Perhaps the feeling of loss—even downfall—that accompanied his sense of relief was due to the constant awareness that he was growing old and irrelevant, and that he would live out the remainder of his days without ever being able to liberate the heart inside his skull from this vast collection of beloved, familiar books, which were an anchor but also, at times, an albatross.

The Changeling reads very well; the sentences, though often long, flow with ease and with a powerful narrative sweep. However, because the novel is in its essence more interested in certain philosophical ideas than the physical happenings of the plot, the characters, who are otherwise characterized and behave like human beings, often end up as mouthpieces for Oe, and talk almost exclusively in monologues instead of really talking to each other.

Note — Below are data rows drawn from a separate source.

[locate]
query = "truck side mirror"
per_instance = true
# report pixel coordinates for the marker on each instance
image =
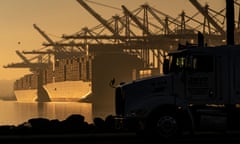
(166, 66)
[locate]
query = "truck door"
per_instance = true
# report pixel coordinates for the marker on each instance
(199, 83)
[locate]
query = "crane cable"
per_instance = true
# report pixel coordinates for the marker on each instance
(103, 5)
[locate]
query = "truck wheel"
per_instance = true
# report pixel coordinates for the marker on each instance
(165, 126)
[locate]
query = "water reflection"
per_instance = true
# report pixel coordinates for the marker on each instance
(14, 113)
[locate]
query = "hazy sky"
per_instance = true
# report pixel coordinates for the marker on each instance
(57, 17)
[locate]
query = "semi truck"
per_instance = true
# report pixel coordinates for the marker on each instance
(198, 91)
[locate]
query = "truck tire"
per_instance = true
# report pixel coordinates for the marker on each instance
(163, 125)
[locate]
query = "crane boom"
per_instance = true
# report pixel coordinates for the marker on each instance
(135, 20)
(209, 18)
(43, 34)
(97, 16)
(23, 57)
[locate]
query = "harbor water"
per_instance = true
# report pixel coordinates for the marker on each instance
(15, 113)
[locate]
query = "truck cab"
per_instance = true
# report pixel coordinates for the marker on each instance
(199, 90)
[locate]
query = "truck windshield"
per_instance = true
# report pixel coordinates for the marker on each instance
(194, 63)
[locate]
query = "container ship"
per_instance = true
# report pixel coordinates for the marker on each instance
(79, 78)
(65, 79)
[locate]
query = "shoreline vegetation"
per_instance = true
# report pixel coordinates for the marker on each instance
(74, 124)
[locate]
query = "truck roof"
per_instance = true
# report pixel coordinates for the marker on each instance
(215, 50)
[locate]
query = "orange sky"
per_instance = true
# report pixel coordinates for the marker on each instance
(57, 17)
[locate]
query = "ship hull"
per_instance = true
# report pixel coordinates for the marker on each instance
(67, 91)
(28, 95)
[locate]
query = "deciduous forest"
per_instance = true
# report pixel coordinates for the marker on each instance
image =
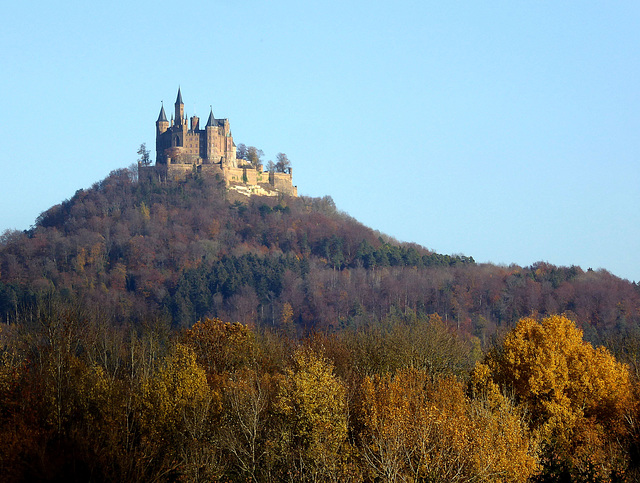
(164, 332)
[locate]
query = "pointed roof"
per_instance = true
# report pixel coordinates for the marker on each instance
(162, 117)
(212, 120)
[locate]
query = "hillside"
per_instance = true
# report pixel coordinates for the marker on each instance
(175, 332)
(183, 251)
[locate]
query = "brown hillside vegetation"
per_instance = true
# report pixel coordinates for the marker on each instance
(160, 332)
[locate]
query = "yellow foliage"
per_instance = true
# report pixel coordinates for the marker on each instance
(561, 378)
(416, 429)
(177, 391)
(220, 346)
(577, 396)
(313, 402)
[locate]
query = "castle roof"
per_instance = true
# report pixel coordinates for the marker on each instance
(162, 116)
(212, 120)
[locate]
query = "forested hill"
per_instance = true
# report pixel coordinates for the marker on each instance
(183, 251)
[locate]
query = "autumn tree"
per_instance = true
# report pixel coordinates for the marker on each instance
(177, 407)
(577, 395)
(220, 346)
(416, 428)
(254, 156)
(283, 165)
(313, 404)
(145, 155)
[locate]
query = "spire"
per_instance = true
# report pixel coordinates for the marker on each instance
(162, 117)
(212, 119)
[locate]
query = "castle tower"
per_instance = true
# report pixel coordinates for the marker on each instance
(179, 117)
(162, 124)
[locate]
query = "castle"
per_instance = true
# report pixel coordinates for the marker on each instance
(182, 149)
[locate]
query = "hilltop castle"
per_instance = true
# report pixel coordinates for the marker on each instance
(182, 148)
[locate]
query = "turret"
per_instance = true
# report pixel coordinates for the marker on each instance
(179, 117)
(162, 124)
(195, 123)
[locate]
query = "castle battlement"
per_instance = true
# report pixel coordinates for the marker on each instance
(183, 149)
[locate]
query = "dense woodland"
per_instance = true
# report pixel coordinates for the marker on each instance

The translation by Deborah Boliver Boehm is solid, although there are places where cultural explanations are awkwardly shoehorned into parentheses as opposed to being more integrated into the text. Finally, there is a seventy page long epilogue that suddenly switches perspectives to the protagonist’s wife, which seems almost jarring after what seemed like a perfect conclusion by the protagonist; however, in the end it does tie the work together nicely and is the section from which the work gets its title.

The line between fact and fiction is blurred in The Changeling, and how the reader sees the novel can change depending on how much the reader knows about Kenzaburo Oe’s personal life. It’s amazing that the novel can work on these two completely different levels: as a total fabrication and as a work of fiction that can be traced along the lines of real life events. In any other novel, it would be irrelevant as to what personal experiences go into what, in the end, is supposed to be a piece of fiction. But in The Changeling, it’s the novel’s raison d’etre. The question of what is real and what is fiction, while interesting to ponder, are overshadowed by the real question: which one, in the end, is more important to not just the reader, but to the author.